A sfruculiare ulteriormente il velopendulo ci si mise anche un magnifico libro di ricette, las fiestas de Frida y Diego, che, contrariamente a quanto avviene in certi libri di cucina, contiene ricette non solo fantastiche ma anche molto ben spiegate e la fotografia dei limones con coco era irresistibile.
Purtroppo la preparazione richiede molta pazienza nelle fasi iniziali, per cui avevo sempre rimandato l'appuntamento, ma quest'anno ho deciso di averli pronti per Natale e una settimana fa mi sono messo all'opera.

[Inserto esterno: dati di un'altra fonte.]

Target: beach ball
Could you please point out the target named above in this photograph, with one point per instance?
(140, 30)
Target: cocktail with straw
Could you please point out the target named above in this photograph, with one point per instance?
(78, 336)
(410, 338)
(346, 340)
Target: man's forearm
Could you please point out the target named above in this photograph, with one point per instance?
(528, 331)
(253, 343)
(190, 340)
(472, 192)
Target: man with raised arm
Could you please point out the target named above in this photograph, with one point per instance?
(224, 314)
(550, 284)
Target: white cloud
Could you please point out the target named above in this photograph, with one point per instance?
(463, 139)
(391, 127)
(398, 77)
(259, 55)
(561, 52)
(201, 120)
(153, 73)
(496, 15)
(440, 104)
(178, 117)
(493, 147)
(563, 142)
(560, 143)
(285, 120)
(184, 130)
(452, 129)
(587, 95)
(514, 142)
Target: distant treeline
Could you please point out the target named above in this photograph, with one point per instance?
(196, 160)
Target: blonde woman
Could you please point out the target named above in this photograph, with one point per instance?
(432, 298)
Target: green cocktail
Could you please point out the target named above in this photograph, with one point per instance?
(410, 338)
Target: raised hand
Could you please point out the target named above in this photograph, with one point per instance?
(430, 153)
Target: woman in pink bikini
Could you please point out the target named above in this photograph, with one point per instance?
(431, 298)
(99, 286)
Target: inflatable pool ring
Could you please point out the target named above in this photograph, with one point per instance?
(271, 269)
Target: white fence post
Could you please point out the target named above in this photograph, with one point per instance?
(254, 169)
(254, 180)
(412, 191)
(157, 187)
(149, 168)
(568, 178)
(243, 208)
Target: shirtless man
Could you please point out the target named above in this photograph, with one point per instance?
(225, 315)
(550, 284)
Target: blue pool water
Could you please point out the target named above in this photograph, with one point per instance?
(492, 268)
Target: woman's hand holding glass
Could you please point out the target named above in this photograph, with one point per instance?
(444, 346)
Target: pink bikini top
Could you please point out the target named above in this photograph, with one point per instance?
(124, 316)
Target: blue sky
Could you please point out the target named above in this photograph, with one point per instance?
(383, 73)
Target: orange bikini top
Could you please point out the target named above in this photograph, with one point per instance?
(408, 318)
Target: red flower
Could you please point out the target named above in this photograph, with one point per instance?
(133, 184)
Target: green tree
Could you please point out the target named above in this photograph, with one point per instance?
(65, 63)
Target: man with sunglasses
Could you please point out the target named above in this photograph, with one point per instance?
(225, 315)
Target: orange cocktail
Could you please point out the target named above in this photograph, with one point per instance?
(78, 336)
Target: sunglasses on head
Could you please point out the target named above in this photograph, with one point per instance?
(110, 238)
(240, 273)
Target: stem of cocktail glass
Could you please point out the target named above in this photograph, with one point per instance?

Piccolo inciso: per questa ricetta si usano i lime. La cosa curiosa è che in Messico il lime si chiama limón, mentre il limone giallo è curiosamente denominato lima e si trova raramente. A quanto pare c'è stato un curioso qui-pro-quo linguistico-agronomico.
Oserei dire che lime e limoni non sono intercambiabili perché il lime è molto più profumato del limone, quindi sconsiglio di sostituire i lime con limoni verdi italiani.
Ingredienti per i lime canditi:
8 lime
2 tazze di zucchero
2 tazze d'acqua
1 cucchiaio di bicarbonato di sodio
Ingredienti per il ripieno al cocco:
1 tazza di zucchero
1 tazza d'acqua
1 tazza di cocco grattugiato
colorante verde (giallo + blu) se li volete di un bel verde brillante
Procedimento:
Far bollire per qualche minuto i lime in una pentola di acqua bollente, finché non cominciano ad ammorbidirsi. Scolarli e metterli in una ciotola di terracotta, coprirli d'acqua calda e versare un cucchiaio di bicarbonato. Coprire con un coperchio e lasciarli a riposo per un giorno.
Scolare i lime, inciderli su un lato e togliere l'interno, fino a lasciare solo la scorza. Potete aiutarvi con un cucchiaio.
Una volta ripuliti, rimetterli nel recipiente e coprirli con acqua calda, chiudendo con un panno e un coperchio per sigillarli. Ripetere questa operazione per 3-4 giorni. Questa procedura serve per togliere l'amaro.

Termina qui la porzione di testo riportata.